I think Israel is very smart to create enough damage to punish the Lebanese; and I believe that South Lebanon is a Hezbollah stronghold.
And they are a guerilla army; they are using the best vantage point, if you've been watching the military analysis. Most of the people in bint Jbael are the Hezbollah as the ambush proved.
Simple: they were those who suffered previously at the hands of Hezbollah and other Shia groups.
I thought the Shias were the poorest group in Lebanon?
Given Hezbollah's history in that region, I fail to see why this is a surprise. Unless you're implying now that you support Hezbollah's methods, which you decried...yesterday, I think it was.
And which year was the Hezbollah created?
Anyway, at least you seem to accept that some people might be able to escape such a gang of idiots as Hezbollah.
Surprisingly, most of them want to come back.
What do you mean by "create enough damage to punish the Lebanese"? And how does this relate to the issue?
I appreciate they're a guerilla army; I still don't like their tactics.
I see: so the influential fellow is more believable than the refugee who came out of the fighting zone. The "influential" fellow has more believability, and no motives, while the refugees - who may have just lost everything they ever owned, and are afraid to give their identities for "fear of retribution" (and by who? surely not Hezbollah, that bastion of tolerance and democracy), have "unknown" motives.
Suspicion seems to be unevenly applied in your dictum.
I could say the same for you.
Is it so difficult to believe that disinformation can come from any side?
What do you mean by "create enough damage to punish the Lebanese"? And how does this relate to the issue?
Why don't you look at the history of Israeli aggression in the region.
You'll find it's always very controlled.
I appreciate they're a guerilla army; I still don't like their tactics.
I don't either, they are fools; but then, I've not lived under occupation for 20 years.
So they can't have controlled responses (not aggression - that comes from the other side) to terrorism simply because they don't want to kill a lot of civilians?
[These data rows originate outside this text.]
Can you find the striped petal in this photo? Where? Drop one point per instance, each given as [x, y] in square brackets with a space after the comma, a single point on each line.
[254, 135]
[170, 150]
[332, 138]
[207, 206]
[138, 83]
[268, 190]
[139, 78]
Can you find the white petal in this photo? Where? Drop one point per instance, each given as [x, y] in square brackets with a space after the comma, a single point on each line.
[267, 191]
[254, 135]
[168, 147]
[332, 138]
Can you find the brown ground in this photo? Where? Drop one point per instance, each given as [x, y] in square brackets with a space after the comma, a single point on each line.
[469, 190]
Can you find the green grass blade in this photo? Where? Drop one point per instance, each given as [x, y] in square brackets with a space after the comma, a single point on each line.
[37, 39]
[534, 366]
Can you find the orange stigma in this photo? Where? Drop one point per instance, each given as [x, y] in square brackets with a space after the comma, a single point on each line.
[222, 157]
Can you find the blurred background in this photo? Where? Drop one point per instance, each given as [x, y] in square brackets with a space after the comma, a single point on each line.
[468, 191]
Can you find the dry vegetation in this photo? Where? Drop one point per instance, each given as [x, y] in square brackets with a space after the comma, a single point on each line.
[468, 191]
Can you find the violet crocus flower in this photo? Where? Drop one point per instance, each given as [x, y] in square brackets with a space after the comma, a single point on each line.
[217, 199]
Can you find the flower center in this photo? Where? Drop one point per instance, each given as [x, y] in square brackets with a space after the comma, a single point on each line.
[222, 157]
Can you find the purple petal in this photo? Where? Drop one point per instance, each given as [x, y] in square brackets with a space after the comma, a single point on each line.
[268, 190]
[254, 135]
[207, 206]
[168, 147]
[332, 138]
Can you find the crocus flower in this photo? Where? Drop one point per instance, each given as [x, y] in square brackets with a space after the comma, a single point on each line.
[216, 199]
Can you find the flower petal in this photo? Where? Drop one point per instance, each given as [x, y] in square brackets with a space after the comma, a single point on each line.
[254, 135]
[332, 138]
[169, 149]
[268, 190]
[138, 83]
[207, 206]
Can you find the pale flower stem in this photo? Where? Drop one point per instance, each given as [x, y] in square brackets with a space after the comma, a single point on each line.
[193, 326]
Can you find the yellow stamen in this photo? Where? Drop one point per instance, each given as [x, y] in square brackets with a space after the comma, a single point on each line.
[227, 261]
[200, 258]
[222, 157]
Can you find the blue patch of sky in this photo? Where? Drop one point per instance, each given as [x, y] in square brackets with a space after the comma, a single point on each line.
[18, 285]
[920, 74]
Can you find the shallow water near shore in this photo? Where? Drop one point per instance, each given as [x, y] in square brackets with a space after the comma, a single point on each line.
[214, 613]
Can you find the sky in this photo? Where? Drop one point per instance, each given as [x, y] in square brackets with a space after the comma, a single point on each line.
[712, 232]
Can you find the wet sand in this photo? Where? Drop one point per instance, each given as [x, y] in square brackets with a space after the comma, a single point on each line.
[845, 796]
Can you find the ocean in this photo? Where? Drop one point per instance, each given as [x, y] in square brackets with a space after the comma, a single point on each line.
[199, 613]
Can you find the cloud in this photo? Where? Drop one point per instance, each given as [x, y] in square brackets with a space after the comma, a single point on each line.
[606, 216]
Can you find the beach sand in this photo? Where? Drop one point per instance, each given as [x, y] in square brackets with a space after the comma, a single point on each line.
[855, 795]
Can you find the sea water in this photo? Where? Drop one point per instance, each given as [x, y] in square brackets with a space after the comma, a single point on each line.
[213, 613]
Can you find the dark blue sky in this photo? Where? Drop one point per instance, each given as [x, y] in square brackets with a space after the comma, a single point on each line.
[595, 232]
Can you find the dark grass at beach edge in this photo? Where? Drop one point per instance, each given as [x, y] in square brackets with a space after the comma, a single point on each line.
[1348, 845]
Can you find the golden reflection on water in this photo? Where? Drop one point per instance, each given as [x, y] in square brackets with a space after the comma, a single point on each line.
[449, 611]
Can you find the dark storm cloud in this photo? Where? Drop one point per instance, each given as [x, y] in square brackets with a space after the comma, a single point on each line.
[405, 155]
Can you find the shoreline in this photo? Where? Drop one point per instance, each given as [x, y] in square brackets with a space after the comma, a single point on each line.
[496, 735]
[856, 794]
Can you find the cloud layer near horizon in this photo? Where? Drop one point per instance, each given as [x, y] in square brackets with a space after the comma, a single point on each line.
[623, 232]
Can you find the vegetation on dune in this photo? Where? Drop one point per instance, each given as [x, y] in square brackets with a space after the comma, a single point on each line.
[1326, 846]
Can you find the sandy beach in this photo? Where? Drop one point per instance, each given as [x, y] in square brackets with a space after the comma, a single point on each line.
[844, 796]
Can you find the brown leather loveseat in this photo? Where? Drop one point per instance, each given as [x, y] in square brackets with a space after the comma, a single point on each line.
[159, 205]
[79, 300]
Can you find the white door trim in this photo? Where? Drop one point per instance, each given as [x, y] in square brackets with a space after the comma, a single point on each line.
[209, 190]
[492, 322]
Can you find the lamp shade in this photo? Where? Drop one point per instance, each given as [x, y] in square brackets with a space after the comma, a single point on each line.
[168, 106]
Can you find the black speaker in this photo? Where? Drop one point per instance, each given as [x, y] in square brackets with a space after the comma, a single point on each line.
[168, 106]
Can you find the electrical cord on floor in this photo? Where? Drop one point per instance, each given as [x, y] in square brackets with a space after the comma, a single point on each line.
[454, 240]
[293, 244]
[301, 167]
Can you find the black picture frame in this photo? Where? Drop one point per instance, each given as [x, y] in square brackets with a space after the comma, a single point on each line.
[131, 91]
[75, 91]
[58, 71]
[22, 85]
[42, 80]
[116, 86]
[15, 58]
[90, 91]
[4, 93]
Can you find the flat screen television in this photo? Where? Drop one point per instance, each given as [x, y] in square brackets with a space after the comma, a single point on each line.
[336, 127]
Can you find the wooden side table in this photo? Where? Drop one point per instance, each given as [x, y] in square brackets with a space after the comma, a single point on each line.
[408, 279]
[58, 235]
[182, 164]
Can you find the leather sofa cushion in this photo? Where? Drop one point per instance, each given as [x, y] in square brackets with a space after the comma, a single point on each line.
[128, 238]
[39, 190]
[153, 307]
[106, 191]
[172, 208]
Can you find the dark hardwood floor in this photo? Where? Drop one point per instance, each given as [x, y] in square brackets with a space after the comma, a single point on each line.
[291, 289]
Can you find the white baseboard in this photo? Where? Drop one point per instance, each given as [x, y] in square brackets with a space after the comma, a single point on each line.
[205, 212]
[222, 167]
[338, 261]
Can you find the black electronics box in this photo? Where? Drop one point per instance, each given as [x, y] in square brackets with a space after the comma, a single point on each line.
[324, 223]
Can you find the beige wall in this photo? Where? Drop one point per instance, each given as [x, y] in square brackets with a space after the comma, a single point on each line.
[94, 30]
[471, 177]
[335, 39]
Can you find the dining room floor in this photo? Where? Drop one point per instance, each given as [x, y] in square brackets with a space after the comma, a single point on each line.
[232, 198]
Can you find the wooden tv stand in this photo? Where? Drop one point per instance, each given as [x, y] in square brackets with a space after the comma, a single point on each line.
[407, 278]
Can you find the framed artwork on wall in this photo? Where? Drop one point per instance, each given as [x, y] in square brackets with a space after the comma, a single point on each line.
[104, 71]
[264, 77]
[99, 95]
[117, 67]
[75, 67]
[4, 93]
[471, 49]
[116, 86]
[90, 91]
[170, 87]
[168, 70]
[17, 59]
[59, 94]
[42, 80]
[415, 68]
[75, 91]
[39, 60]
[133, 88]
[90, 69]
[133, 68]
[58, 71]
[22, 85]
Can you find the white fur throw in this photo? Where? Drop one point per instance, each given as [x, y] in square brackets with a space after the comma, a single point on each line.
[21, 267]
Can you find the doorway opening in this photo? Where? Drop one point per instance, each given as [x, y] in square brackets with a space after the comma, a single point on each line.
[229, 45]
And now their trying to limit their military actions is because they want to "create enough damage to punish the Lebanese"?
Look, either they're monsters or they're not. Either they're blasting civilians indiscriminately or they're not. You can't run two contradictory conspiracy theories at the same time, no matter how often you want al Jazeera.
So they can't have controlled responses (not aggression - that comes from the other side) to terrorism simply because they don't want to kill a lot of civilians? And now their trying to limit their military actions is because they want to "create enough damage to punish the Lebanese"?
Look, either they're monsters or they're not. Either they're blasting civilians indiscriminately or they're not. You can't run two contradictory conspiracy theories at the same time, no matter how often you want al Jazeera.
They are not monsters Geoff, they are surrounded by enemies who wish them ALL gone.
But their PR sucks.
I would agree with both those statements.
Terra communa.
Zakariya04 07-31-06, 08:51 AM Dubious on all accounts. Firing from within Christian neighbourhoods, accounts of civil repression, and fear from those in positions of responsibility within the government point to internal repression by Shia supporters of Hezbollah. In a country where the PM is assassinated by Syria for failure to completely support their agenda, should we be surprised at such news? I do thank you for implying that my acquaintances are war criminals of some kind, however: such openmindness is rare.
The other account is an opinion piece. Are we meant to glean facts from it?
geoff,
Thank you for this, i did not know it had been proven that syria assassinated Harrari yet??